# Matthew Palmer Tree & Texture Brushs



## phoffman99 (Aug 24, 2021)

I was trying to order some* Matthew Palmer Tree & Texture Brush - Small and went to the web site. By the time I got thru with the brush cost, the VAT, the shipping and joining his website I was going to spend 4* what the brushes cost.
I am just starting out with water color - is there a more reasonable brand and type to produce the same results?
Thanks.
*


----------



## 3Eggs (Aug 15, 2021)

phoffman99 said:


> I was trying to order some* Matthew Palmer Tree & Texture Brush - Small and went to the web site. By the time I got thru with the brush cost, the VAT, the shipping and joining his website I was going to spend 4* what the brushes cost.
> I am just starting out with water color - is there a more reasonable brand and type to produce the same results?
> Thanks.
> *


There's a Rosemary brush dealer that I've dealt with and they are really knowledgeable. Go to Linen art panels, linen panels, canvas panels, Easyl pochade boxes, Hughes studio easels, Hughes Easels, studio taborets, portable palettes, Rosemary Brushes, US Distributor of Rosemary Brushes, plein air painting supplies.
They are in Texas. I'd call them first. Very cordial.


----------



## 3Eggs (Aug 15, 2021)

3Eggs said:


> There's a Rosemary brush dealer that I've dealt with and they are really knowledgeable. Go to Linen art panels, linen panels, canvas panels, Easyl pochade boxes, Hughes studio easels, Hughes Easels, studio taborets, portable palettes, Rosemary Brushes, US Distributor of Rosemary Brushes, plein air painting supplies.
> They are in Texas. I'd call them first. Very cordial.

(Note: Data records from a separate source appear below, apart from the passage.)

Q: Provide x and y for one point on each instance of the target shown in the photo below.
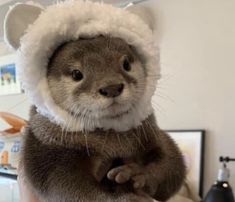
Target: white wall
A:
(197, 40)
(16, 104)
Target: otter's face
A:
(97, 78)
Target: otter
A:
(100, 81)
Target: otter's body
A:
(64, 166)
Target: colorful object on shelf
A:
(10, 140)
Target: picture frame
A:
(192, 145)
(9, 82)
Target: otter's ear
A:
(17, 20)
(144, 12)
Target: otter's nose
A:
(112, 90)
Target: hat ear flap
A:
(144, 12)
(17, 20)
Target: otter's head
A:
(103, 81)
(97, 80)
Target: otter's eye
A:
(77, 75)
(126, 64)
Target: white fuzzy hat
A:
(36, 32)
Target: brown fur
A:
(102, 165)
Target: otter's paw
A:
(140, 198)
(128, 172)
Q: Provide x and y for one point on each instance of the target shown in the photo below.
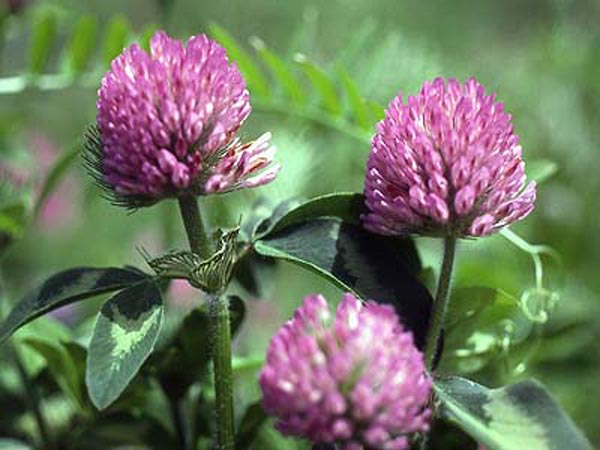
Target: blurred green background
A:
(542, 57)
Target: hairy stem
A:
(440, 305)
(219, 312)
(219, 316)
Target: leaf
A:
(237, 313)
(59, 169)
(347, 206)
(481, 323)
(68, 287)
(147, 34)
(253, 420)
(322, 84)
(126, 330)
(257, 83)
(374, 267)
(12, 444)
(115, 38)
(42, 40)
(358, 106)
(541, 170)
(82, 44)
(518, 416)
(66, 364)
(283, 74)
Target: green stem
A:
(219, 316)
(219, 311)
(194, 226)
(440, 305)
(33, 401)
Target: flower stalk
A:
(440, 305)
(219, 315)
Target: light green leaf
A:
(126, 330)
(482, 322)
(12, 444)
(347, 206)
(13, 218)
(518, 416)
(358, 105)
(282, 72)
(55, 175)
(115, 38)
(42, 39)
(147, 34)
(380, 268)
(541, 170)
(82, 44)
(66, 366)
(322, 84)
(67, 287)
(257, 83)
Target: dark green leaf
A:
(374, 267)
(541, 170)
(518, 416)
(42, 40)
(115, 39)
(66, 364)
(13, 218)
(257, 83)
(282, 72)
(347, 206)
(481, 323)
(82, 45)
(264, 216)
(126, 330)
(67, 287)
(322, 84)
(358, 106)
(185, 359)
(237, 313)
(253, 420)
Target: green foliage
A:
(67, 287)
(482, 323)
(375, 267)
(115, 38)
(83, 41)
(126, 330)
(522, 415)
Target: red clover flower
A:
(167, 124)
(355, 379)
(446, 162)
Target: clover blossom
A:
(355, 378)
(167, 124)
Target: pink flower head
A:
(168, 120)
(446, 162)
(355, 379)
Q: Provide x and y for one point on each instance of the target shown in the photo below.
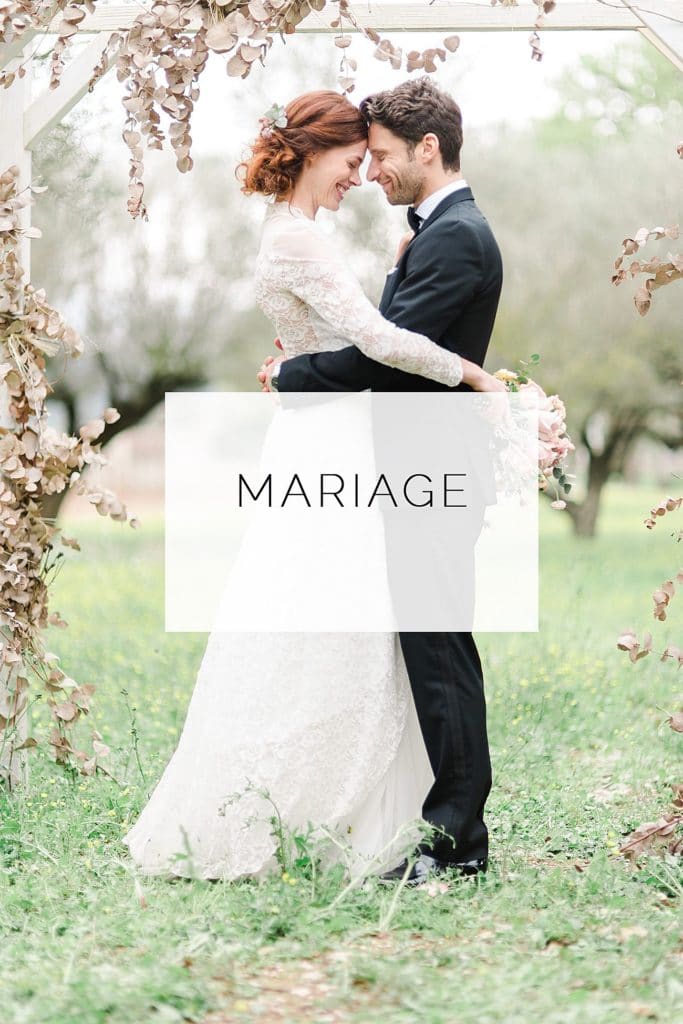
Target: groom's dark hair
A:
(412, 110)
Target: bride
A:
(321, 726)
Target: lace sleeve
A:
(309, 267)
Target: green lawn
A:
(561, 930)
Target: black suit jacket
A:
(446, 286)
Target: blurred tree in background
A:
(169, 305)
(561, 197)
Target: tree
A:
(557, 208)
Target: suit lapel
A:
(393, 280)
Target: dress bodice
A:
(316, 304)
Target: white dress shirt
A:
(428, 205)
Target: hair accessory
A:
(274, 118)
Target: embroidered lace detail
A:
(316, 304)
(325, 722)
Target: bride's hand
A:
(479, 380)
(402, 245)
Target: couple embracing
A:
(357, 732)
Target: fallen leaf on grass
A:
(676, 721)
(654, 837)
(632, 932)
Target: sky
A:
(492, 76)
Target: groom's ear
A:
(430, 146)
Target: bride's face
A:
(332, 173)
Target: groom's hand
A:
(267, 368)
(266, 371)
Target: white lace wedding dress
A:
(324, 722)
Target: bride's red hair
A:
(315, 121)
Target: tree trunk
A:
(627, 425)
(13, 763)
(585, 515)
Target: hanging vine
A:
(36, 461)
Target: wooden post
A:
(13, 764)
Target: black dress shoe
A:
(426, 867)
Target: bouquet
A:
(554, 441)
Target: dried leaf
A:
(676, 721)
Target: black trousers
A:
(445, 676)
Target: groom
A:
(446, 286)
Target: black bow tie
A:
(414, 219)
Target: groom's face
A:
(393, 166)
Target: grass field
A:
(560, 930)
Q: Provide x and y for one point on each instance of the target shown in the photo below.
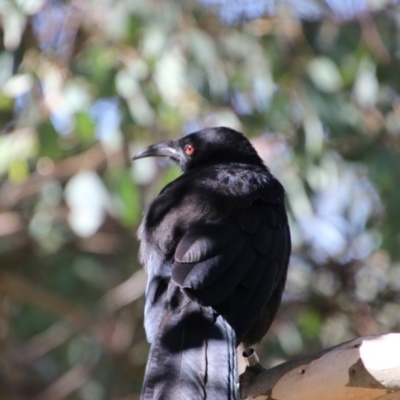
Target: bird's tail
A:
(192, 358)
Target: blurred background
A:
(84, 84)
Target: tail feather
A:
(192, 358)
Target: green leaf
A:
(48, 141)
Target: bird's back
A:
(217, 236)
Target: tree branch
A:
(367, 368)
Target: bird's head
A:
(205, 147)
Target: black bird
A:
(215, 243)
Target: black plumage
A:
(215, 243)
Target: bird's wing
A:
(236, 264)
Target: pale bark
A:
(367, 368)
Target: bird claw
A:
(251, 357)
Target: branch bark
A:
(367, 368)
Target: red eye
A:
(189, 149)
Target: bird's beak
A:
(163, 149)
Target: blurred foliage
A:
(85, 84)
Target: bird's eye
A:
(189, 149)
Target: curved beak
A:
(163, 149)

Oops-- its windriverarts.com


----------



## phoffman99 (Aug 24, 2021)

Thanks, great selection, just ordered a brush. They are at a convention so I have to wait until they get back to ship it to me.


----------



## Mullanphy (Apr 25, 2020)

phoffman99 said:


> *... - is there a more reasonable brand and type to produce the same results?
> Thanks.*


Have you tried Princeton Brush Company? Excellent quality brushes for all media at reasonable prices and available from most art suppliers. Often available on Amazon at the lowest price.

I am not an affiliate of PBC and do not receive compensation for the many links to their site that I share here. I just happen to really like their brushes.

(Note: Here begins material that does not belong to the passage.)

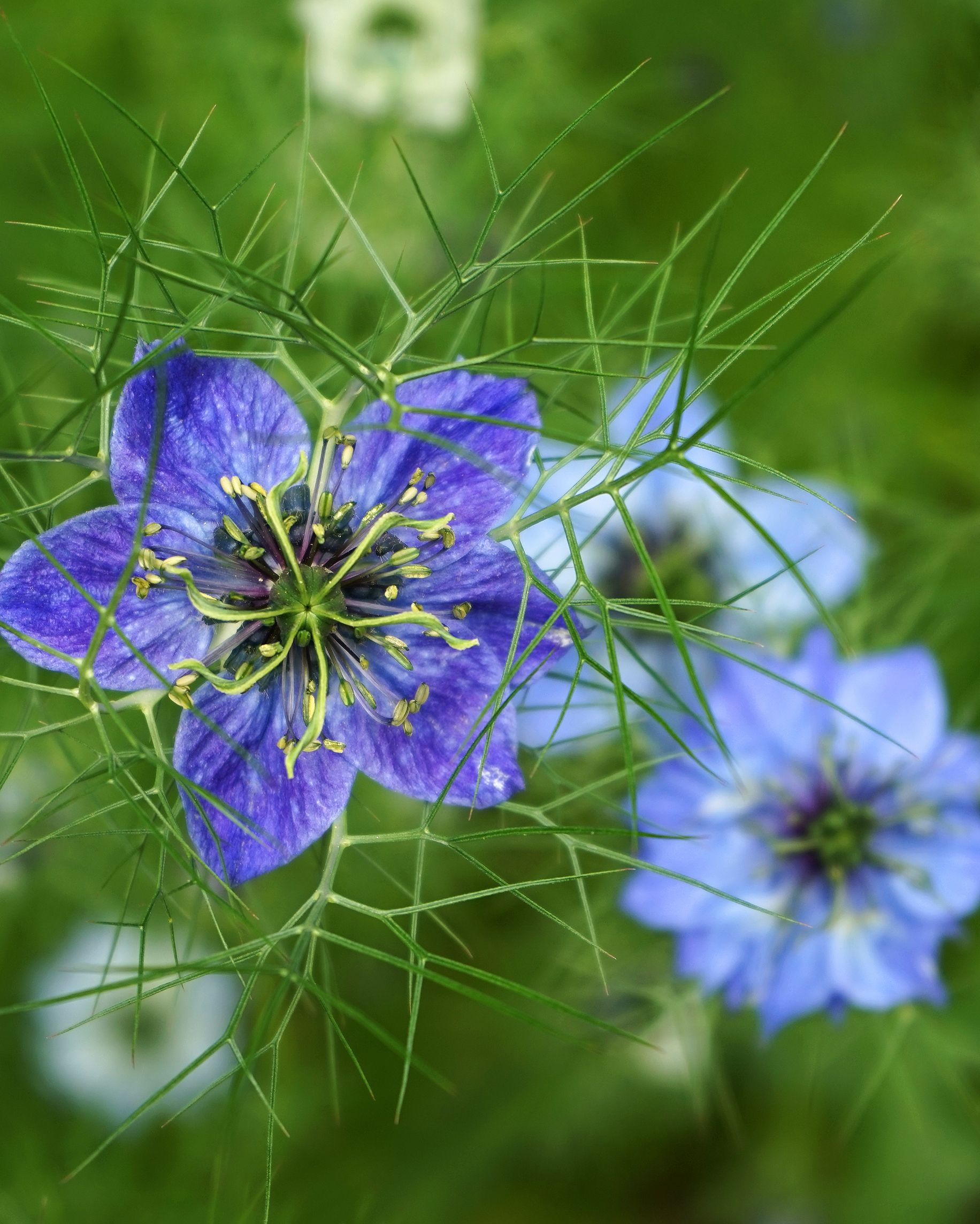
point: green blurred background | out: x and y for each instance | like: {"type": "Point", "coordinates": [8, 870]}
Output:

My go-to watercolor dabbing brush of any size or shape are inexpensive _craft _brushes often sold for working in acrylic paint. I buy the ones with short stiff bristles sometimes called *scruffy *brushes. Plaid and FolkArt come to mind as brands, but an artist can make their own by shortening the bristles on just about any stiff-bristled brush.


----------



## phoffman99 (Aug 24, 2021)

Mullanphy said:


> Have you tried Princeton Brush Company? Excellent quality brushes for all media at reasonable prices and available from most art suppliers. Often available on Amazon at the lowest price.
> 
> I am not an affiliate of PBC and do not receive compensation for the many links to their site that I share here. I just happen to really like their brushes.
> 
> My go-to watercolor dabbing brush of any size or shape are inexpensive _craft _brushes often sold for working in acrylic paint. I buy the ones with short stiff bristles sometimes called *scruffy *brushes. Plaid and FolkArt come to mind as brands, but an artist can make their own by shortening the bristles on just about any stiff-bristled brush.

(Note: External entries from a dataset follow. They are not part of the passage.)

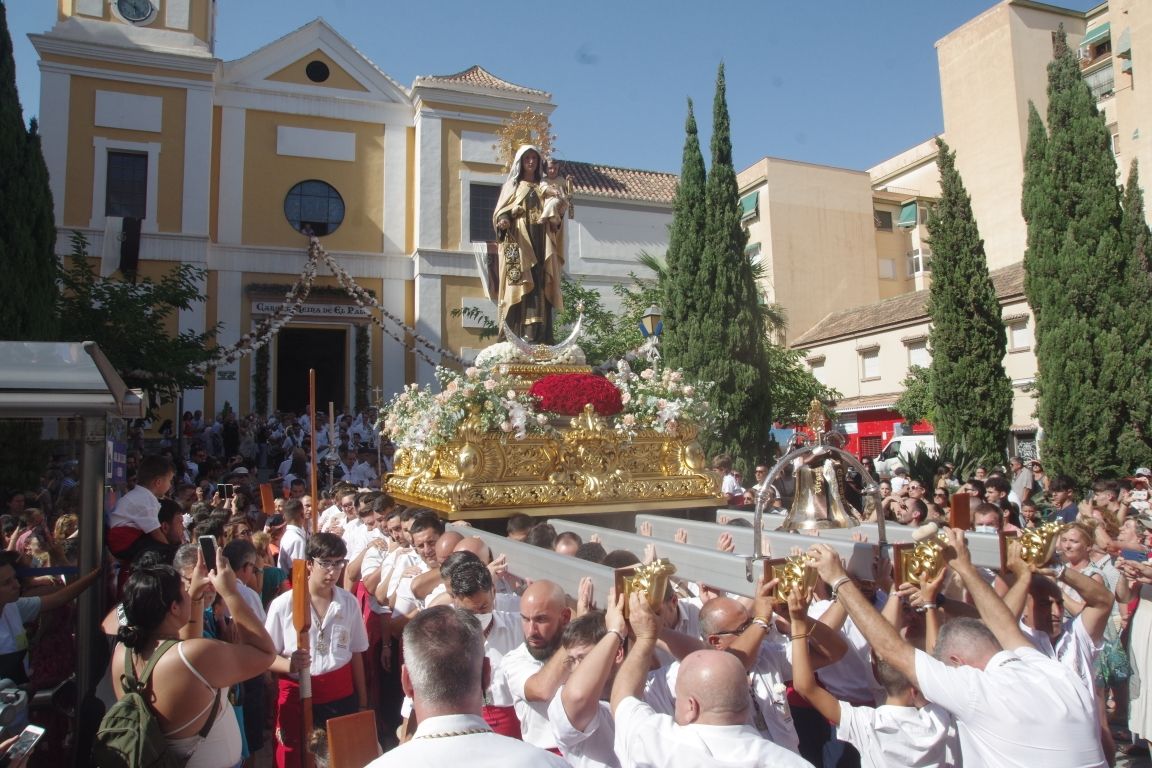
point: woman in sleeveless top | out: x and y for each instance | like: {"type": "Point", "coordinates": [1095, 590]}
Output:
{"type": "Point", "coordinates": [196, 673]}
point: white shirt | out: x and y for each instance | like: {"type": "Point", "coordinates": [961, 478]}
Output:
{"type": "Point", "coordinates": [251, 598]}
{"type": "Point", "coordinates": [334, 514]}
{"type": "Point", "coordinates": [648, 738]}
{"type": "Point", "coordinates": [136, 509]}
{"type": "Point", "coordinates": [593, 747]}
{"type": "Point", "coordinates": [480, 750]}
{"type": "Point", "coordinates": [516, 667]}
{"type": "Point", "coordinates": [850, 677]}
{"type": "Point", "coordinates": [900, 737]}
{"type": "Point", "coordinates": [1075, 649]}
{"type": "Point", "coordinates": [1022, 709]}
{"type": "Point", "coordinates": [293, 546]}
{"type": "Point", "coordinates": [341, 630]}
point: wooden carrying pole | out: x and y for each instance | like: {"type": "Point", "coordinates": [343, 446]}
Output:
{"type": "Point", "coordinates": [302, 621]}
{"type": "Point", "coordinates": [309, 522]}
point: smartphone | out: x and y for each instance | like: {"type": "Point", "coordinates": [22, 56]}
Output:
{"type": "Point", "coordinates": [24, 744]}
{"type": "Point", "coordinates": [207, 546]}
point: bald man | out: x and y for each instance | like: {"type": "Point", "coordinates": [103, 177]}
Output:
{"type": "Point", "coordinates": [536, 669]}
{"type": "Point", "coordinates": [710, 725]}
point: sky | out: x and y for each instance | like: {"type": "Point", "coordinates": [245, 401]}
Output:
{"type": "Point", "coordinates": [841, 82]}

I was able to get what I wanted at Wind River Arts - Linen art panels, linen panels, canvas panels, Easyl pochade boxes, Hughes studio easels, Hughes Easels, studio taborets, portable palettes, Rosemary Brushes, US Distributor of Rosemary Brushes, plein air painting supplies.


----------



## Mullanphy (Apr 25, 2020)

phoffman99 said:


> I was able to get what I wanted at Wind River Arts - Linen art panels, linen panels, canvas panels, Easyl pochade boxes, Hughes studio easels, Hughes Easels, studio taborets, portable palettes, Rosemary Brushes, US Distributor of Rosemary Brushes, plein air painting supplies.


I was not addressing what you clearly stated in a previous post; that you had obtained what you wanted. 

You asked a question. I provided a valid answer - actually two. If you don't want answers don't ask questions.


----------



## noah (Oct 17, 2020)

I recommend ZenART brushes. Works well with watercolor and gouache. I'm so glad that I bought these brushes, they are much better than the ones I have been using till now...they hold plenty of water, have a good snap, and seem to keep their shape really well.


----------